Sewing machines have a fascinating and storied history to tell. In the late 1700s, a British cabinet maker designed a machine for sewing leather. In the 1830s, a French tailor and inventor had come up with a successful design but was run out of town by seamstresses afraid of losing their jobs to this “automatic machine.” Through the 19th and into the 20th century, there were hundreds of sewing machine manufacturers and designs. From 1858 to 1860, a Family machine was made in Brattleboro, Vermont. It sold for about $10, which is around $350 today. Jones and Lamson; Lamson, Goodnow, and Yale; and Vermont Arms Co. produced the Windsor from about 1856 to 1861.
This machine is called a New England. It was a simple hand-crank model that was probably made by Samuel Barker and Thomas White. White would later buy the rights to produce the Clarke’s Revolving Looper, made by Lamson, Goodnow, and Yale right here in Windsor.
A specialized lathe is used to make complex geometric patterns, most often decorative. This one operates much like a spirograph. By setting the axis of one rotation off and away from another, it will create arcs instead of true circles.
It is incredibly hard to make small components with a high degree of precision. This machine uses a pin in the front to trace a metal pattern. The motions and pathways are transferred and repeated through parallel joints. A cutting tool on a stock piece of material follows that pattern. The relative distances of the pivots will dictate the scale of the part.
Commercial typewriters came into production in the late 1800s. Over the turn of the century, there were many manufacturers and designs. In order to produce a “user-friendly” device, many complex operations and intricate parts needed to be assembled with a high degree of precision. Many tools and techniques developed and improved in gun making, clockwork, and similar operations were employed in making typewriters.
Much like the one you see at a modern hardware store, this cutter follows the profile of an existing key as it cuts a blank key.
On the face of it, this is simply a useful tool for adding and subtracting. Imagine the inner workings of this device and consider the complexities of the mechanisms necessary to make it work reliably and with ease.
This is a commercial solution to rapidly counting the length of ribbon as it gets wound onto an empty spool before being sold to the customer. As you wind the ribbon onto the spool, the counter shows you how many yards have been wound. The circumference of the counting wheel is 18 inches.

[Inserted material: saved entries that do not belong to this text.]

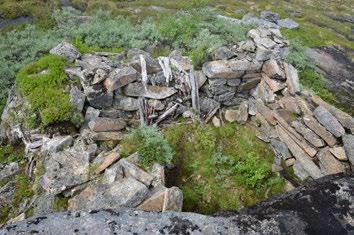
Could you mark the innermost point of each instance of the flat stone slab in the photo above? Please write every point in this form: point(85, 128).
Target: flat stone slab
point(152, 92)
point(294, 213)
point(64, 170)
point(329, 121)
point(348, 143)
point(107, 124)
point(126, 192)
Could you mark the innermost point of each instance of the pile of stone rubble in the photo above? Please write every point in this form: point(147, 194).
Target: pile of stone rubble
point(249, 83)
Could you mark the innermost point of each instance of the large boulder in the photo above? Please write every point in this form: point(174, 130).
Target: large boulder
point(311, 209)
point(67, 50)
point(126, 192)
point(64, 170)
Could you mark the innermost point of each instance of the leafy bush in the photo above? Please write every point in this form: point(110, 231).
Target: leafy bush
point(221, 168)
point(150, 144)
point(309, 77)
point(42, 83)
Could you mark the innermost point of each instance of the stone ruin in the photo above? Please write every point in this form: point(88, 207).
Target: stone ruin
point(249, 83)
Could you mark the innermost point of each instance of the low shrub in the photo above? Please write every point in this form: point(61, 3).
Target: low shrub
point(42, 83)
point(150, 144)
point(221, 168)
point(309, 77)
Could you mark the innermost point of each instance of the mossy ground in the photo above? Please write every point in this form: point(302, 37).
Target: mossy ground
point(217, 168)
point(42, 83)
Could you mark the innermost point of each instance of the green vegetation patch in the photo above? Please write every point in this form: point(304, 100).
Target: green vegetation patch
point(9, 153)
point(42, 83)
point(309, 77)
point(150, 144)
point(221, 168)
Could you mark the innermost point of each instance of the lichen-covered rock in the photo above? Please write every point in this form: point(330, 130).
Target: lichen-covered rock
point(321, 207)
point(64, 170)
point(67, 50)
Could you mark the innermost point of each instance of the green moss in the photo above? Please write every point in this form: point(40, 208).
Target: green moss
point(60, 203)
point(42, 83)
point(9, 153)
point(150, 144)
point(85, 49)
point(23, 189)
point(221, 168)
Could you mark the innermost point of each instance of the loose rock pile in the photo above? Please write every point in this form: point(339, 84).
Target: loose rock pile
point(248, 83)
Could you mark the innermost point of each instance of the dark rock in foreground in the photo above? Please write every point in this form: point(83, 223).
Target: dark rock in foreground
point(321, 207)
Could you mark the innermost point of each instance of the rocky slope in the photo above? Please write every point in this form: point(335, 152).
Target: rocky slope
point(322, 207)
point(248, 83)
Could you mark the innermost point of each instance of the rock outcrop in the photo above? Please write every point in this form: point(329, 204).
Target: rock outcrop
point(321, 207)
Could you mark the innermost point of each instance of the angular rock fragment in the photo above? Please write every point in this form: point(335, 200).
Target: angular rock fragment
point(329, 121)
point(152, 92)
point(126, 192)
point(56, 144)
point(274, 85)
point(308, 134)
point(107, 124)
point(348, 143)
point(67, 50)
point(131, 170)
point(316, 127)
point(155, 202)
point(173, 200)
point(120, 77)
point(292, 79)
point(65, 170)
point(345, 119)
point(329, 164)
point(304, 159)
point(289, 104)
point(339, 153)
point(273, 70)
point(125, 103)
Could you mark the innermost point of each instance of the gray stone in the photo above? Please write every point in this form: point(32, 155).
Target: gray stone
point(329, 121)
point(299, 171)
point(173, 200)
point(131, 170)
point(270, 16)
point(288, 23)
point(67, 50)
point(9, 170)
point(65, 170)
point(242, 113)
point(56, 144)
point(77, 98)
point(273, 69)
point(126, 192)
point(316, 127)
point(308, 134)
point(248, 84)
point(328, 163)
point(292, 79)
point(345, 119)
point(125, 103)
point(348, 143)
point(222, 53)
point(233, 82)
point(120, 77)
point(152, 66)
point(280, 148)
point(152, 92)
point(102, 100)
point(107, 124)
point(284, 214)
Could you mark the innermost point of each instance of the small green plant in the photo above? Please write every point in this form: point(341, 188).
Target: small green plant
point(150, 144)
point(42, 83)
point(9, 153)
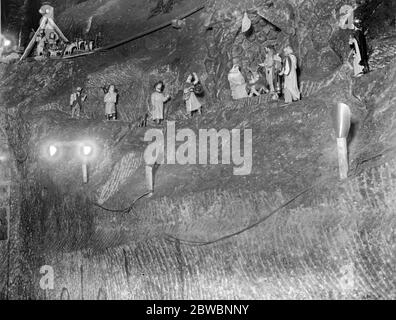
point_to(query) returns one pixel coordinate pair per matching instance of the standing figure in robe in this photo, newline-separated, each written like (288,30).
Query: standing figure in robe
(157,102)
(358,68)
(358,44)
(237,83)
(110,100)
(269,65)
(291,90)
(277,71)
(191,100)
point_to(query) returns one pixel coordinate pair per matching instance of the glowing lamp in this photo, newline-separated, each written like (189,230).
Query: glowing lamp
(86,152)
(53,151)
(342,125)
(7,42)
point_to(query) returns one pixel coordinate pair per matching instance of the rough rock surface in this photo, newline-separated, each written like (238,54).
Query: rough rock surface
(288,230)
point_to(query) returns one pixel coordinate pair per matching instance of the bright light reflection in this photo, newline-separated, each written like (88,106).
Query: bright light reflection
(53,150)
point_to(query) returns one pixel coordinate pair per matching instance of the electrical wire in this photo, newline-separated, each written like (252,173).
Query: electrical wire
(126,210)
(191,243)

A piano is a true “Mechanical Marvel” with many delicately balanced and levered components. A player-piano takes advantage of this by adding “actuators,” which control a moving part. The actuators get their instructions from a series of carefully placed holes in a paper roll passed over a manifold with a row of holes called a tracker bar. In a player piano, notes are triggered by a vacuum. This air pump is used to provide suction to the vacuum. The bellows create the vacuum in the tracker bar, and the holes release that pressure, which then activates the keys. This pump has five bellows that all operate at separate times to maintain a vacuum in the system.

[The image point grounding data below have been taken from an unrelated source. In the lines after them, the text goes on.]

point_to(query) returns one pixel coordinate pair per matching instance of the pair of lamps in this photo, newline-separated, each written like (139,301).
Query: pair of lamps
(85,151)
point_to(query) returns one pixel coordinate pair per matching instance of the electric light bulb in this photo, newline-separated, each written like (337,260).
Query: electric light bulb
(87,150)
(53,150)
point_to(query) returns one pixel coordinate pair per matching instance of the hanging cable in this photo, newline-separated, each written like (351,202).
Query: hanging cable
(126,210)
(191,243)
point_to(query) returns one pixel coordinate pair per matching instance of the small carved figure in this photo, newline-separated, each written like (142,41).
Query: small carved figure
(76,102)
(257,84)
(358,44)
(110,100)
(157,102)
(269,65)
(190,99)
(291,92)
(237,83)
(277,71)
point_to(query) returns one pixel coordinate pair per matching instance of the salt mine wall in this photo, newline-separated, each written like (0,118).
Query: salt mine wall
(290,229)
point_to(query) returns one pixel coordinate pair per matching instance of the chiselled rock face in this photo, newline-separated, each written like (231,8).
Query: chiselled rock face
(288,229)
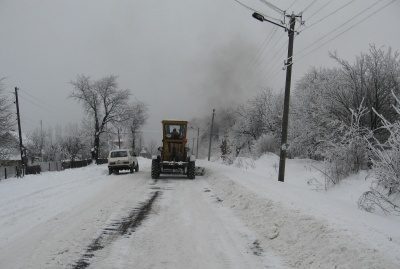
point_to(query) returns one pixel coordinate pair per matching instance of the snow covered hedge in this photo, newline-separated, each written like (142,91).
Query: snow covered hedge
(385,190)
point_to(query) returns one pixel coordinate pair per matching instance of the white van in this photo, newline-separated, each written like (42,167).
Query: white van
(122,159)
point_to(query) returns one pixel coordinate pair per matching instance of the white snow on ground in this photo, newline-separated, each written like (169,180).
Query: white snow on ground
(229,218)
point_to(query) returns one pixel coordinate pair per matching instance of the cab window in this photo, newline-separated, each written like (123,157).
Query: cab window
(174,131)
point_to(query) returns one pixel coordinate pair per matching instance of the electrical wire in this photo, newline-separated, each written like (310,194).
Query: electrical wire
(37,99)
(252,9)
(312,3)
(291,4)
(280,11)
(351,27)
(330,14)
(29,101)
(250,70)
(321,8)
(346,22)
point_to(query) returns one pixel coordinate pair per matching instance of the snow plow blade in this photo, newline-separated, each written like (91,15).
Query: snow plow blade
(200,171)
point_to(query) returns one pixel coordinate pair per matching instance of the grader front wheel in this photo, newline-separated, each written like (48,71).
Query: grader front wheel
(155,169)
(191,170)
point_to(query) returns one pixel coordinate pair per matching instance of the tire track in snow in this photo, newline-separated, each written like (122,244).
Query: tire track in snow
(123,227)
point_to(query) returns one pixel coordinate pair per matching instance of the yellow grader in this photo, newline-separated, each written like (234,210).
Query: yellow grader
(174,157)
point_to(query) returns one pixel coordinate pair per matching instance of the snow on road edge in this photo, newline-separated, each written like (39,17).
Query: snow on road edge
(302,241)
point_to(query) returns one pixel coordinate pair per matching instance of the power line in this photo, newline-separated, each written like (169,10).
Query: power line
(38,99)
(280,11)
(327,16)
(312,3)
(36,104)
(291,4)
(313,43)
(351,27)
(321,8)
(252,9)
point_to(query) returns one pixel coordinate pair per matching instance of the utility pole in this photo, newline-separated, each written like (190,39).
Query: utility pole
(19,127)
(212,125)
(197,148)
(41,140)
(285,118)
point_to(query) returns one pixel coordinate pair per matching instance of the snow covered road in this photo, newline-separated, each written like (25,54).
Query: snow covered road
(229,218)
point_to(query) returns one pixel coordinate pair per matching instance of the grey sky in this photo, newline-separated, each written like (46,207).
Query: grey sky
(181,57)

Circles are remarkable shapes if you think about them. A single perfect circle represents the maximum area available within a set perimeter. Creating precise circles and dividing them incrementally is a significant feat in manufacturing. This is necessary for manufacturing; consider gears, spokes, bearings, and other circular components. They can be measured and divided in many ways (degrees, radians, circumference and more.) To do so accurately requires a very precise “ruler” of sorts.
We often take the action of rotation for granted. When something doesn’t rotate “perfectly,” we can see and feel the difference. Many machine operations are on linear axes, meaning back and forth, up and down, etc., in a straight line. Try creating a circle with only small, incremental linear motions. It’s almost impossible! This work table can be attached to a machine to allow circles and round features to be more easily and precisely created.
With many of these “Mechanical Marvels” we can observe processes like transfer of motion from rotational to linear, repeatable precision; cams, followers, slides, and ways. Some machines are “universal,” meaning they can be set up for various operations. Others are very specific in their utility and purpose. This device has many features that speak to its functions. This machine was a gift to a museum staff member from a friend who said, “I’ve had this for long enough, now you can have it.” So far, nobody has been able to identify exactly what it is.
What can you discern from these features and motions? What was its purpose?
What tools and equipment are similar looking and different, and in what ways?